Язык текстовой «машины-клинамена» у Дюшана лишь внешне похож на язык фрейдовского сновидения, по прихоти бессознательного создающего причудливые тератологические комбинации. Главное различие между ними заключается в том, что язык сновидений по своему существу язык «внутренний», а потому он фундаментально связан с темпоральной глубиной личности, с пластами вытесненной памяти. Машины Русселя — Жарри — Дюшана в принципе не имеют памяти. Они амнезичны по существу, а потому и предполагают наблюдателя, пораженного беспамятством, своего рода кинокамеру.
Закономерно, что одним из наиболее убежденных критиков эпикуровского клинамена был Шатобриан, наблюдатель, чья стратегия логизации хаоса целиком опиралась на память (см. главу «Катастрофа»). В «Гении христианства» он посвящает множество страниц опровержению Эпикура. Среди прочего он воспроизводит знаменитый фрагмент из Цицерона, который в значительной мере предвосхищает позитивный пафос будущих деклараций:
Так как же мне не удивляться человеку, убедившему себя в том, что существуют какие-то плотные и неделимые тела, которые носятся [в пространстве] под действием силы тяжести и что от случайных столкновений между этими телами образовался прекраснейшим образом окрашенный мир? Не понимаю, почему бы человеку, который считает, что так могло произойти, не поверить также, что если изготовить из золота или из какого-нибудь другого материала огромное количество всех двадцати одной букв, а затем бросить эти буквы на землю, то из них сразу получатся пригодные к чтению «Анналы» Энния. Вряд ли по случайности может таким образом получиться даже одна строка[762].

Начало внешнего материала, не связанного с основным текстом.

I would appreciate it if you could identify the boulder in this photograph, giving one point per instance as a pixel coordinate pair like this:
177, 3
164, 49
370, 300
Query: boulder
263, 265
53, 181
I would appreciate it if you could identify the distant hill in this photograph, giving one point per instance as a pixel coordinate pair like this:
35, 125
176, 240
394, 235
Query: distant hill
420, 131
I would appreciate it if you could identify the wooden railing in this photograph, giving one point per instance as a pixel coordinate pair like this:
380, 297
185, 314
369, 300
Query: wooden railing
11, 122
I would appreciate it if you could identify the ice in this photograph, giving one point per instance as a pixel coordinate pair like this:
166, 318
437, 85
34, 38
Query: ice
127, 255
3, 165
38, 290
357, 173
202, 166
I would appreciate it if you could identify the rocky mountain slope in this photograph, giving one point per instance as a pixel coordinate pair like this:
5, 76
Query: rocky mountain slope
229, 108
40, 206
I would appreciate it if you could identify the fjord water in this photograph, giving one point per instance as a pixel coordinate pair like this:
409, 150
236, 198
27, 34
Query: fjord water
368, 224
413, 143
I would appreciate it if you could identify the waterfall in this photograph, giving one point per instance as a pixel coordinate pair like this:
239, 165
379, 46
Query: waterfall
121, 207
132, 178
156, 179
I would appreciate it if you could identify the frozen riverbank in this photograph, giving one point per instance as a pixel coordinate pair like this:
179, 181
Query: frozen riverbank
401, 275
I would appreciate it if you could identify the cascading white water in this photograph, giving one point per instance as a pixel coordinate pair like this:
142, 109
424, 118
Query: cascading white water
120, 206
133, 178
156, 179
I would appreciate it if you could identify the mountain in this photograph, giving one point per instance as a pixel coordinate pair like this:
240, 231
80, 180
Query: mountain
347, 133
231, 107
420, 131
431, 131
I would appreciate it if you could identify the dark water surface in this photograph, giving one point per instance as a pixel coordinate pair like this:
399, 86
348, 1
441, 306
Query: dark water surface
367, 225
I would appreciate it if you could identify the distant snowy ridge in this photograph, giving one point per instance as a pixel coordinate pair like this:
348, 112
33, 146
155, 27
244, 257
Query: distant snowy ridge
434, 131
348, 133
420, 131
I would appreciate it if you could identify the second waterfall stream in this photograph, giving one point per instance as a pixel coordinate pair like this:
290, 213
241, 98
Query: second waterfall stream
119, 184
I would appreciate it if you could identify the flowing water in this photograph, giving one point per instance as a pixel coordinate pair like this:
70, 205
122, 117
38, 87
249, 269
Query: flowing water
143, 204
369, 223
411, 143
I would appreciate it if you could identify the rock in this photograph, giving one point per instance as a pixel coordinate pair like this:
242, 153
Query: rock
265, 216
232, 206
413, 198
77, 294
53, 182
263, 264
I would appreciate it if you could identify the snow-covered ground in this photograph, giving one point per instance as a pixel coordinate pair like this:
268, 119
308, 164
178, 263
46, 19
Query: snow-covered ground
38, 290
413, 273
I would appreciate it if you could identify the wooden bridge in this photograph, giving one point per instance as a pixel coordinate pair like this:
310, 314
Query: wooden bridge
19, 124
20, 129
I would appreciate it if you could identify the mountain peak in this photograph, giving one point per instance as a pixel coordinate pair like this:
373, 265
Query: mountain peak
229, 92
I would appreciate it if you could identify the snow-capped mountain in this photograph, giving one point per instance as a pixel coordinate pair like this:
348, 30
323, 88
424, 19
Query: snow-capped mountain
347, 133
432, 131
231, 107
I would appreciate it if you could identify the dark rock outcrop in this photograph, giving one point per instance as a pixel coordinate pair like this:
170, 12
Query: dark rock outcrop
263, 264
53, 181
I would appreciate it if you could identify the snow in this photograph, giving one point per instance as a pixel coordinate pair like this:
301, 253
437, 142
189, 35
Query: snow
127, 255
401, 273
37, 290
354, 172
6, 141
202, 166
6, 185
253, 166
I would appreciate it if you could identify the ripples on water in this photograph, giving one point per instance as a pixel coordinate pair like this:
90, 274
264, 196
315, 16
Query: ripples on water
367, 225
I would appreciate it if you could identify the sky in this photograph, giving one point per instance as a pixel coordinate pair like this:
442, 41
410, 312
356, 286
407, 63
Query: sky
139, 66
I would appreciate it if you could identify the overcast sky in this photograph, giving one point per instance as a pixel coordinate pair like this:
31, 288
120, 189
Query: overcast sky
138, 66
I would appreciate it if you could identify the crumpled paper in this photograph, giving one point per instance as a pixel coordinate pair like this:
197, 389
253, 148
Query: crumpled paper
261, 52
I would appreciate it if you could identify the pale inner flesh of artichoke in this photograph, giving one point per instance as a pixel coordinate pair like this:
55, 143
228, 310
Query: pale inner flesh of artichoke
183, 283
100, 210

Шатобриану кажется недостаточным это цицероново опровержение эпикурейства. Он развивает метафору Цицерона дальше и предлагает взять строчку, выписать все буквы из этой строки на отдельные бумажки и разложить их в ряд, не глядя. Шатобриан тратит силы, чтобы доказать, что связного текста такой метод не даст. В конце он задает риторический вопрос: «Сможет ли их [букв] случайное расположение составить книгу?»[763]
Эпикур ничего не говорит о буквах и тексте. Эту метафору для его опровержения сочиняет Цицерон. Шатобриан лишь развивает ее, окончательно переводя критику в область языка и памяти. Странные золотые буквы Цицерона он подменяет нарезанными бумажками, буквально переводя метафору своего предшественника в сферу литературного творчества и тем самым предвосхищая предложение Льюиса Кэрролла тащить кусочки текста как жребий. Удивительным образом то, что выступало как знак невозможности мышления и речи, по мере нарастания ощущения отделенности языка от субъекта становится моделью самого языка. Символист Реми де Гурман уже не может выйти за рамки эпикурейской проблематики. «Подобные атомам Эпикура, — пишет он, — идеи сцепляются по воле случайных встреч, столкновений и недоразумений»[764].
Как показали современные исследования, метод Русселя был тесно связан с теориями Макса Мюллера относительно происхождения мифов (1864)[765]. Согласно Мюллеру, мифы рождались как мифологические объяснения эволюции языка, провалов в языковой «памяти». «Поскольку семантическая эволюция ведийского корня rs и санскритских слов rsi (ясновидящий) и rksa (звезда) была забыта, случайное сближение этих двух слов в Индии лежит в основе различных легенд о семи ясновидящих. живущих на семи звездах»[766], — объяснял Мюллер.
Мы имеем языковую тератологию, случайное, абсурдное сближение слов, которое объясняется мифом. Язык в мифологической концепции Мюллера продуктивен в силу беспамятства и случайных сближений. Мифологическая машина типа клинамена в силу этого не должна обладать памятью о своем происхождении, это амнезическая машина.
Сказанное относится не только к определенному типу генезиса текстов, но и к самой стратегии описания. Наблюдатель окончательно утрачивает свою связь с субъектностью. Он бесповоротно лишается определенной позиции в окружающем его мире потому, что утрачивает последнюю почву, на которой он может сохранять свою идентичность, — почву языка и памяти. Наблюдатель уступает свое место регистрирующей машине, современному воплощению Иксиона.